Denn wo sollen die ganzen zusätzlichen Flugzeuge, Kriegsschiffe und Truppen sinnvoll eingesetzt werden? An diversen Hotspots ist die Bundeswehr ja bereits aktiv, ferner sorgt Deutschland für Ausbildung (etwa in Afghanistan) oder Ausrüstung (z.B. von Kurden-Milizen, die gegen das Regime in Syrien kämpfen).



Mit seiner simplen "Zwei-Prozent-müssen-sein"-Denke ist Donald Trump da gelandet, wo er gerade ist: Er ist entgegen all seinen Twitter-Beteuerungen Schuldenmach-Weltmeister und fährt sein Land mächtig gegen die Wand, wenn er nicht schnell umsteuert. Das prophezeien ihm zahlreiche Ökonomen von Rang. Die USA haben letztes Jahr 3,2 Prozent ihres BIP in die Armee gesteckt und sind aktuell mit 22,5 Billionen Dollar verschuldet. Für diesen aberwitzigen Betrag werden pro Tag 900 Millionen Dollar Zinsen fällig.
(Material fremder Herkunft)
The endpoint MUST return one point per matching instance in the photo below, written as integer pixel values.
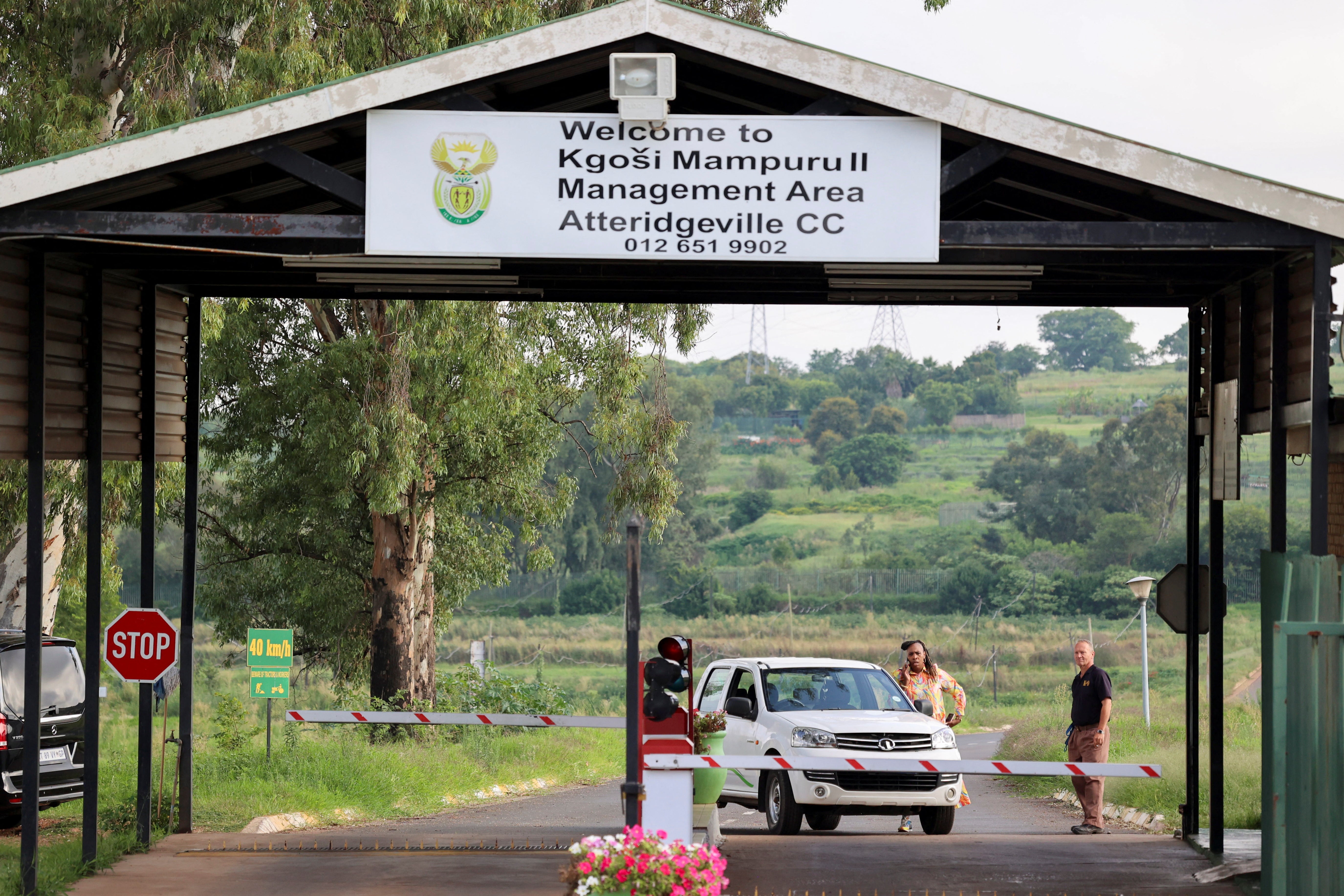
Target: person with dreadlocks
(921, 679)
Noch einmal zum Mitschreiben: pro Tag!

Die Bundesregierung täte gut daran, Grenell die kalte Schulter zu zeigen und ihm zu erklären, dass ein verantwortungsvoller Staat erst rechnet und dann Geld ausgibt, nicht umgekehrt. Tatsächlich fehlt hierzulande überdies eine Grundsatzentscheidung, in welche Richtung sich die Bundeswehr entwickeln soll. Soll sie eine flexibel einsatzbare, schlagkräftige Kriseninterventions-Truppe sein? Soll sie logistische und medizinische Unterstützung leisten? Aufklärung? Friedenssicherung und Wiederaufbau? Bevor das nicht geklärt ist, macht es keinen Sinn, Geld in den Wehretat zu pumpen, das derzeit an anderer Stelle dringender benötigt wird.